Sabine Tichy-Treimel

Bis Ende des Jahres sind Sie noch Vorsitzende des Verbandes der Messen Austria und vertreten somit auch die Interessen anderer Messeveranstalter. Wie schaut es österreichweit aus?

Insgesamt sind wir zwölf Messegesellschaften in Österreich und Südtirol, die im Verband der Messen Austria vereinigt sind. In der Krise hat es sicher geholfen, dass wir gemeinsam an die Bundesregierung oder Landesregierungen herantreten konnten, um Forderungen und Maßnahmen für die Durchführung von Messen österreichweit zu erzielen. Mit der 266. Bundesverordnung vom 15. Juni haben wir erstmals geschafft, dass es eine eigene Gesetzgebung für die Durchführung von Fach- und Publikumsmessen gibt, losgelöst von allgemeinen Veranstaltungen. Ein Meilenstein für die Zukunft.

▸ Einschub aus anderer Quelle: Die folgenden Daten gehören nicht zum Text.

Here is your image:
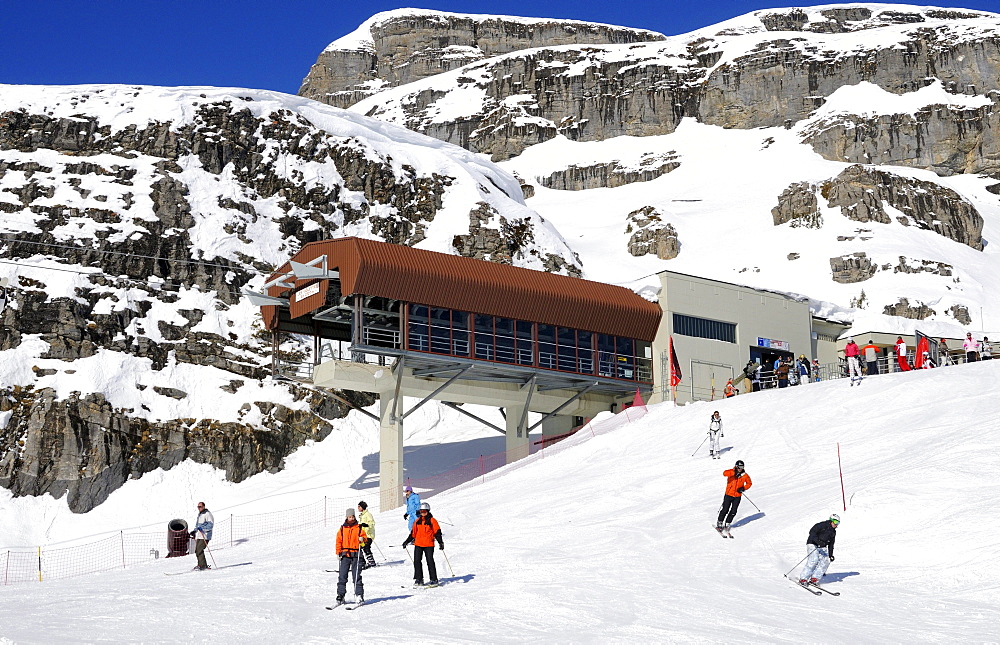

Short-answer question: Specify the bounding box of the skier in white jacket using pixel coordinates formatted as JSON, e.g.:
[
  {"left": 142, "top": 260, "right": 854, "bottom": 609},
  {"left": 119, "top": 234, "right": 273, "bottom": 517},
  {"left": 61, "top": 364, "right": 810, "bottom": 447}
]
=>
[{"left": 708, "top": 410, "right": 726, "bottom": 459}]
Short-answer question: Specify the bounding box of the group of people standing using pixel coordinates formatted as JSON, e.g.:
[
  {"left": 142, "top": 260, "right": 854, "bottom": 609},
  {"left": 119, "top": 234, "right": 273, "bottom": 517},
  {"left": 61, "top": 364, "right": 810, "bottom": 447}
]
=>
[
  {"left": 844, "top": 332, "right": 993, "bottom": 385},
  {"left": 334, "top": 486, "right": 444, "bottom": 606},
  {"left": 744, "top": 354, "right": 820, "bottom": 390}
]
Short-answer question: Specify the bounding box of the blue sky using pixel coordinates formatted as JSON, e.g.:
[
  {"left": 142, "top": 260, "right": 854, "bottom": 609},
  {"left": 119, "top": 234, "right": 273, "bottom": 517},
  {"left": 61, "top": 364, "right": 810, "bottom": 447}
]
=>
[{"left": 0, "top": 0, "right": 1000, "bottom": 93}]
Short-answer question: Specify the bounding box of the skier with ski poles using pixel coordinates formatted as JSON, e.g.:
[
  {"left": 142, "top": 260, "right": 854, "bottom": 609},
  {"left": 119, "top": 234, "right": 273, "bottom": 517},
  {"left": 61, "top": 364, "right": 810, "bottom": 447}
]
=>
[
  {"left": 708, "top": 410, "right": 726, "bottom": 459},
  {"left": 403, "top": 502, "right": 444, "bottom": 587},
  {"left": 799, "top": 513, "right": 840, "bottom": 587},
  {"left": 844, "top": 338, "right": 863, "bottom": 386},
  {"left": 403, "top": 486, "right": 420, "bottom": 531},
  {"left": 188, "top": 502, "right": 215, "bottom": 571},
  {"left": 334, "top": 508, "right": 365, "bottom": 607},
  {"left": 358, "top": 501, "right": 378, "bottom": 569},
  {"left": 715, "top": 459, "right": 753, "bottom": 537}
]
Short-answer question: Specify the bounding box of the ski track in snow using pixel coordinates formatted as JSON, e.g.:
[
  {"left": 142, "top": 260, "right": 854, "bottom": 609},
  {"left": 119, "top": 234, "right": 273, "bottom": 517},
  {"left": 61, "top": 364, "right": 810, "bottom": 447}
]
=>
[{"left": 0, "top": 362, "right": 1000, "bottom": 643}]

Apropos: Was ist künftig zu erwarten?

Wann es wieder normal wird - was immer „normal“ bedeutet -, kann man noch nicht sagen. Derzeit gibt es jedenfalls keine Planbarkeit. Ein mit Bundesministerin Elisabeth Köstinger ausgehandelter Schutzschirm für die Veranstaltungsbranche könnte ein wenig Sicherheit bieten, weil dadurch zumindest die Kosten gedeckt würden, sollte eine Messe abgesagt werden müssen. Ich hoffe, dass der Schutzschirm bis Ende des Jahres fix beschlossen wird, sodass wir zumindest für 2021 ein wenig abgesichert sind.

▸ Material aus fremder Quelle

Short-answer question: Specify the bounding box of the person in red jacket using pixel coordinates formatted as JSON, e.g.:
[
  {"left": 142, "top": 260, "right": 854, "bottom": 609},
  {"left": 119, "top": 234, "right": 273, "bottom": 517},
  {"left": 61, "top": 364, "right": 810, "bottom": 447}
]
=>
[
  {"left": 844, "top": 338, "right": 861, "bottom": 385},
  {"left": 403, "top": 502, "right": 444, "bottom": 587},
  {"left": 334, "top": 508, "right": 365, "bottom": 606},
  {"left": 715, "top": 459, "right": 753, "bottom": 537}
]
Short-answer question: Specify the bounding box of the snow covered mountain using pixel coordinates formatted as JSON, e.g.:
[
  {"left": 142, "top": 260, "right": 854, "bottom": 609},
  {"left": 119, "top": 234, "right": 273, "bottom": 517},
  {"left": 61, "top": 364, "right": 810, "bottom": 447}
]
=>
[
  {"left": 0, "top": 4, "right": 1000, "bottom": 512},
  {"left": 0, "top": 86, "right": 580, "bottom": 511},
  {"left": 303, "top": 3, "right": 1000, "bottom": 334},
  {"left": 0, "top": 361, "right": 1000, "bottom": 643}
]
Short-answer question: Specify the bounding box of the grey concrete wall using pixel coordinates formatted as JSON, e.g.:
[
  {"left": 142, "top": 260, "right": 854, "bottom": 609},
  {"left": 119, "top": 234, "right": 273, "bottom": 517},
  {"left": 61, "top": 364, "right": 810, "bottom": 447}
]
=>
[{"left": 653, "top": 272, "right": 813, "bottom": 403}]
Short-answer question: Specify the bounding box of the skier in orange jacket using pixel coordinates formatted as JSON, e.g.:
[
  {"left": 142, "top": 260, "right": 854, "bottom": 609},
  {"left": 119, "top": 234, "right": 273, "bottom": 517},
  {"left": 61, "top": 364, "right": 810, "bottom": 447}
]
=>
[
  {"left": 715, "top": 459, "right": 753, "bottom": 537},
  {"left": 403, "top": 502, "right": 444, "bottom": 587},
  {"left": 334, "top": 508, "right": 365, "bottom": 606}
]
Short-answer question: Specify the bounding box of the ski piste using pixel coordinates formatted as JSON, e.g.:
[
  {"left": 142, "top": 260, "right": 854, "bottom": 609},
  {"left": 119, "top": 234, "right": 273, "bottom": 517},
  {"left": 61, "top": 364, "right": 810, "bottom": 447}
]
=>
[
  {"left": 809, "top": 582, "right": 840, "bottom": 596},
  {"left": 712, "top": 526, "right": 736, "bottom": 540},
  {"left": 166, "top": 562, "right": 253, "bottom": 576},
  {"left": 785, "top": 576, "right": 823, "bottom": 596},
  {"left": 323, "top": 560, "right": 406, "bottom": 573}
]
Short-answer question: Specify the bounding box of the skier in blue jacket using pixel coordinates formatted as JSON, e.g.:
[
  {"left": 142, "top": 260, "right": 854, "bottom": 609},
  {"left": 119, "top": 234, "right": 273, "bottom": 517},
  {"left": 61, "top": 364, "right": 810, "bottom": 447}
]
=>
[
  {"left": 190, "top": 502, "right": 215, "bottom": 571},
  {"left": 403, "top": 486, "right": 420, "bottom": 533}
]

In einer Pressemitteilung der Messen Austria Ende August stand, dass COVID-19 auch ein Innovationsturbo sei, etwa wegen neuer digitaler Tools bei der Kontaktgenerierung und Produktpräsentation. Werden Messen künftig online gehen?

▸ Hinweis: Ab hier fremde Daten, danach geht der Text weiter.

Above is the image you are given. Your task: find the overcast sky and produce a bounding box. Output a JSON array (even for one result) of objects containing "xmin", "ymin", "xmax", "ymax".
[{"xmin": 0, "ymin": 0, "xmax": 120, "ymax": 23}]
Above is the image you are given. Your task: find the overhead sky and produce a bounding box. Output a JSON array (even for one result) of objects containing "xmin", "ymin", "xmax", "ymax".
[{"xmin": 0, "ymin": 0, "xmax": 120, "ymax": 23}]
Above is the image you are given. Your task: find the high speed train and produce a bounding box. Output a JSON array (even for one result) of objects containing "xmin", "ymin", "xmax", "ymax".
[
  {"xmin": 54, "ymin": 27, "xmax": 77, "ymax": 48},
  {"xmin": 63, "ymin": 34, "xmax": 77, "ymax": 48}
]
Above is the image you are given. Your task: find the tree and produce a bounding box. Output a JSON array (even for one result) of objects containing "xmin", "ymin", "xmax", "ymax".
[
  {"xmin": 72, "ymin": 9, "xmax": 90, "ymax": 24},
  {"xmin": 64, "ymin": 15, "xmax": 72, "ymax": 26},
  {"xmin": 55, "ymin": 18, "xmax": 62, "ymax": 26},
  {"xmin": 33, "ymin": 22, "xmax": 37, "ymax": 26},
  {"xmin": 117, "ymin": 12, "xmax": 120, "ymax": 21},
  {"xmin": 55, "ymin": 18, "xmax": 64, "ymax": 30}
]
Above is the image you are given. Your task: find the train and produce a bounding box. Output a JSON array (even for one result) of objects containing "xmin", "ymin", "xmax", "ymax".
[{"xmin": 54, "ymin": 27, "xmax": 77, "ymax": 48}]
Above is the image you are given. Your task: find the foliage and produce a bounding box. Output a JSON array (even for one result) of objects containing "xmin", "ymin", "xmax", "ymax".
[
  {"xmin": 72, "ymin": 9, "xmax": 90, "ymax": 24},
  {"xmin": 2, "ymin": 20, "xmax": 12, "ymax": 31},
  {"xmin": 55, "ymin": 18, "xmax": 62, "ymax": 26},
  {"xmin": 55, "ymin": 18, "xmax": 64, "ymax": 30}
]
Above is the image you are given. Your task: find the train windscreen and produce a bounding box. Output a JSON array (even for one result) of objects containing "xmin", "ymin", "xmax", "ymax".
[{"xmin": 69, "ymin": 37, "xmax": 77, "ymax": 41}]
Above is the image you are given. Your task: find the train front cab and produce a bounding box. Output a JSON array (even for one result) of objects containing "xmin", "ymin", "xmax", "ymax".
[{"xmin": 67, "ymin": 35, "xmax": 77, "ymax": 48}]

Nein. Es gab zwar einige Versuche, die anfängliche Euphorie war aber schnell verflogen, denn die Erfolge waren eher mäßig. Mitunter sind hybride Ansätze denkbar - also die Kombination einer realen Messe mit virtuellen Formaten. Wobei das insbesondere für internationale Messeplätze wie Hannover, Mailand, Shanghai infrage kommt. Allerdings lebt eine Messe vom persönlichen Kontakt und Austausch. Vor allem bei Fachmessen ist Networking das Um und Auf. Publikumsmessen und regionale Messen, die weder Aussteller noch Besucher aus Übersee haben, funktionieren in meinen Augen sowieso nur in realer Form. Ein Grund mehr, weiterhin auf Regionalität zu setzen.

Chistiane Mähr

Fakten

Sabine Tichy-Treimel, MSc., ist seit bald vier Jahren Geschäftsführerin der „Messe Dornbirn GmbH“ und somit zugleich auch die erste Frau, die diese Position in der immerhin über 70-jährigen Unternehmensgeschichte bekleidet.